Abstract The cure of HIV using hematopoietic stem cell (HSC) transplant is supported from the experience of the `Berlin patient'. Recent results from patients in London and Düsseldorf are very encouraging and potentially bolster transplant as a cure for HIV. What remains a challenge is to reduce the complexity of hematopoietic stem cell transplant so that it may be more readily adopted in settings that are not acutely life threatening such as chronic HIV disease. Gene editing will make autologous cell transplant possible thereby eliminating the devastating complication of graft versus host disease and address limited availability of allogeneic CCR5 ∆32/∆32 donors. However, `conditioning' to enable stem cells to engraft the marrow is highly toxic and requires resource intensive hospitalization as currently practiced. We aim to develop nongenotoxic conditioning (NGC) that leverages antibody drug conjugates (ADCs) to specifically target and deplete hematopoietic cell populations as a niche sparing method with reduced toxicity. By investigating ADCs that are HSPC-specific (anti-CD117 targeting) or more broadly immune depleting (anti-CD45 targeting), we aim to identify the optimal NGC strategy for enabling efficient HSC transplant in immunodeficiencies. We will combine our ADC-based conditioning with autologous gene-modified cell transplants in animal infection models to identify a lead strategy with translational value. The specific aims of this project are: Specific aim 1. Optimize the dose and schedule of treating NHP with anti-CD117 ADC to achieve durable donor chimerism. Specific aim 2. Optimize the dose and schedule of treating NHP with anti-CD45 ADC to achieve durable donor chimerism. Specific aim 3. Determine whether nongenotoxic conditioning and gene-modified HSC transplant enable disease control in infected animals. If successful, this project will provide specific interventions that can lower the barrier for gene modified HSC transplantation as an approach to cure HIV/AIDS.

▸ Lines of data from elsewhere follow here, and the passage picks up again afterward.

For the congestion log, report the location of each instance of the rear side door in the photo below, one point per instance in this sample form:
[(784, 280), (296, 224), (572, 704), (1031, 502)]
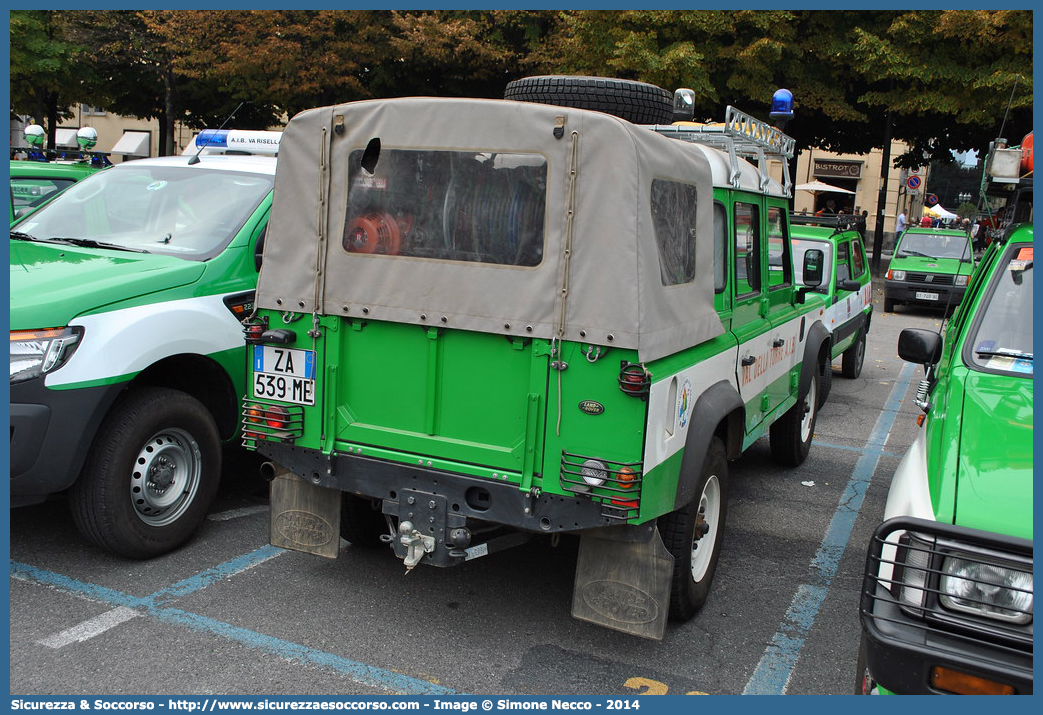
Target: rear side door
[(751, 307)]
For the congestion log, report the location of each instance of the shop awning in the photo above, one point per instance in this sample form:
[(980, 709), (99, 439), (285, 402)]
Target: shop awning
[(132, 144), (65, 139)]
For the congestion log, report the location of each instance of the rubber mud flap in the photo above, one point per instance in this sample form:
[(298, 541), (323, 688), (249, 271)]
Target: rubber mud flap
[(624, 585), (304, 517)]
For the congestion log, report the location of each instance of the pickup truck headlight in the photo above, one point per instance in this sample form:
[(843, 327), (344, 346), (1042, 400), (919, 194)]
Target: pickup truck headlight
[(987, 590), (37, 352)]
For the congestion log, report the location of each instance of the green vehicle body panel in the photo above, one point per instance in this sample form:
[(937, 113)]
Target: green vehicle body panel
[(50, 280), (829, 294), (32, 183), (55, 285), (978, 444)]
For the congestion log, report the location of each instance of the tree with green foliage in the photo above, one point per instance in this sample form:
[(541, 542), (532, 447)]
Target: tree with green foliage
[(940, 78), (45, 79)]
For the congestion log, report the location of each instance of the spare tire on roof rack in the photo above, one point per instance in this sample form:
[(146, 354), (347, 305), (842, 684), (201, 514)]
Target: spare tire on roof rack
[(637, 102)]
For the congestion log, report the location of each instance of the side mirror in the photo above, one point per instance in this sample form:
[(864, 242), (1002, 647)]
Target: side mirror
[(920, 346), (814, 259)]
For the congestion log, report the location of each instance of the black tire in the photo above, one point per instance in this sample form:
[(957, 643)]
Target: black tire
[(696, 557), (864, 683), (637, 102), (853, 358), (791, 436), (825, 381), (151, 474), (361, 521)]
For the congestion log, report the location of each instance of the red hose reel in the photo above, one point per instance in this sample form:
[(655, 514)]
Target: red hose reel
[(376, 232)]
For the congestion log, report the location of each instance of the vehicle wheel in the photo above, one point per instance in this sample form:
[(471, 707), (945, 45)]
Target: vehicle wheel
[(864, 684), (791, 435), (361, 521), (150, 475), (694, 534), (637, 102), (825, 383), (853, 358)]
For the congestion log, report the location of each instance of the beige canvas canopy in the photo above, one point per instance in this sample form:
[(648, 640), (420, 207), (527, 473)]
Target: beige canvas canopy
[(379, 203)]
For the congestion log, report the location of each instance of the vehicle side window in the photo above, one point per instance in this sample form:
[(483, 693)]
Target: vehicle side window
[(446, 205), (674, 223), (747, 249), (857, 257), (779, 265), (32, 192), (843, 267), (720, 248)]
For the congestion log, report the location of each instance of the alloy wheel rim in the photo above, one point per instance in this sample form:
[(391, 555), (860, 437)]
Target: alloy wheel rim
[(166, 476)]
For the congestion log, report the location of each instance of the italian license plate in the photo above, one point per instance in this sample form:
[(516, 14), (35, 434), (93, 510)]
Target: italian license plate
[(285, 374)]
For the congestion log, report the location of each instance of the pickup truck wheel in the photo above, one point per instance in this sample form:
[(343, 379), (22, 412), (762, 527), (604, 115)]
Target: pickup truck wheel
[(791, 435), (853, 358), (150, 475), (694, 533), (637, 102), (360, 522)]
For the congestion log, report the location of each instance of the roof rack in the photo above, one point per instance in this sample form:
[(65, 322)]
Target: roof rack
[(743, 136), (840, 222)]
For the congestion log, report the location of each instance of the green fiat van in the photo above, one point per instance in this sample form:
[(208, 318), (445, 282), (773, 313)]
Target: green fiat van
[(947, 600), (930, 268)]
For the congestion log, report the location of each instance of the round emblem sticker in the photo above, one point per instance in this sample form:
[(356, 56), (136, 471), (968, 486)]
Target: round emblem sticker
[(684, 403)]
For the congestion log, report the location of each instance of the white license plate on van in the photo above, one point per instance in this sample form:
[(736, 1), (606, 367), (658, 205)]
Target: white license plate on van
[(285, 374)]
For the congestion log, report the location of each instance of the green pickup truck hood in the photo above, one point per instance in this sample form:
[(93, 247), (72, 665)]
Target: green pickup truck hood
[(994, 491), (51, 284), (917, 264)]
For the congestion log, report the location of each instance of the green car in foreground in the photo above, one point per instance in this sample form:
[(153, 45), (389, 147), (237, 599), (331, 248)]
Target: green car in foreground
[(930, 268), (947, 599)]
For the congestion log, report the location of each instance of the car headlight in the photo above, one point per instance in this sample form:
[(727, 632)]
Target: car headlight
[(37, 352), (987, 590)]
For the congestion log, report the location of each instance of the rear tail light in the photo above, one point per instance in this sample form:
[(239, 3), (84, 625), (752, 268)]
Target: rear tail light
[(264, 420)]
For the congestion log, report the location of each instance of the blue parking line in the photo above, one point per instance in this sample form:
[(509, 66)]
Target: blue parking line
[(773, 672), (862, 450), (151, 606)]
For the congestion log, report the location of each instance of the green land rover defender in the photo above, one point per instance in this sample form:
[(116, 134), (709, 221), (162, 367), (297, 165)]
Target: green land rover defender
[(483, 320)]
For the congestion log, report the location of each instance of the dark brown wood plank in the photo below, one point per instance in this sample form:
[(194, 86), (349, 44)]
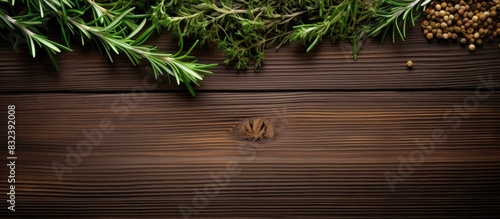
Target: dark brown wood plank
[(330, 66), (329, 159)]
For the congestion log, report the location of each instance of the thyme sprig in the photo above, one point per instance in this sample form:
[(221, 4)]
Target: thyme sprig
[(114, 25)]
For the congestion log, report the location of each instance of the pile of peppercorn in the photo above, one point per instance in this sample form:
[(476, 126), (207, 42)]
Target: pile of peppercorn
[(472, 21)]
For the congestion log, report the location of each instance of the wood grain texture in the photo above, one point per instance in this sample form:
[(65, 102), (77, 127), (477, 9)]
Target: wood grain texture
[(329, 67), (328, 160)]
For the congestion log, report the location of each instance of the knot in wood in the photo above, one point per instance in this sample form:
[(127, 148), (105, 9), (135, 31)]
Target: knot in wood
[(255, 129)]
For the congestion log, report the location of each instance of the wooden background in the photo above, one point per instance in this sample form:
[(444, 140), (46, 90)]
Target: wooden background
[(343, 126)]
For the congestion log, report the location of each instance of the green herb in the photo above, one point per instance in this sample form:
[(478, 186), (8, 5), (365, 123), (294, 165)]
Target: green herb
[(242, 29), (112, 24)]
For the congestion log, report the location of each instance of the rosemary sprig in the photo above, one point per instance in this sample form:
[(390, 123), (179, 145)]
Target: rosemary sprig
[(113, 25), (242, 29)]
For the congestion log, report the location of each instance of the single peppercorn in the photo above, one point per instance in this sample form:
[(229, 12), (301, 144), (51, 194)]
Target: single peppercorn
[(430, 36)]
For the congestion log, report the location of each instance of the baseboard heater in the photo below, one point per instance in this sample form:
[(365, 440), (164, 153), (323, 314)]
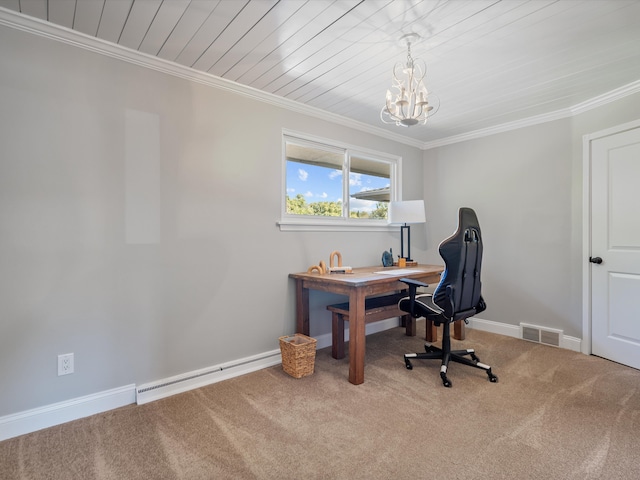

摘要 使用造血干细胞（HSC）移植治疗HIV得到了以下方面的支持： “柏林病人”的经历。最近来自伦敦和杜塞尔多夫患者的结果非常 鼓励并可能支持移植作为治疗艾滋病毒的方法。仍然存在的挑战是， 降低造血干细胞移植的复杂性，使其更容易被采用 在不严重威胁生命的环境中，如慢性艾滋病。基因编辑将 使自体细胞移植成为可能，从而消除了移植的毁灭性并发症， 抗宿主疾病的研究，并解决了同种异体CCR 5 β 32/β 32供体的有限可用性。然而，在这方面， 使干细胞能够植入骨髓的“条件作用”具有高度毒性，需要资源 目前实行的集中住院治疗。 我们的目标是开发利用抗体药物偶联物的非遗传毒性调节（NGC （ADC）特异性靶向和消耗造血细胞群体作为小生境保留， 降低毒性的方法。通过研究HSPC特异性ADC（抗CD 117 靶向）或更广泛的免疫耗竭（抗CD 45靶向），我们的目标是确定最佳的 NGC策略使免疫缺陷患者能够进行有效的HSC移植。我们将联合收割机 在动物感染中使用自体基因修饰的细胞移植的基于ADC的预处理 模型来确定具有转化价值的领先战略。该项目的具体目标是： 具体目标1.优化抗CD 117 ADC治疗NHP的剂量和方案， 持久的供体嵌合体 具体目标2。优化抗CD 45 ADC治疗NHP的剂量和方案， 持久的供体嵌合体 具体目标3。确定非遗传毒性调节和基因修饰的HSC 移植使得能够在受感染动物中控制疾病。 如果成功，该项目将提供具体的干预措施，可以降低基因治疗的障碍。 改良HSC移植作为治疗HIV/AIDS的方法。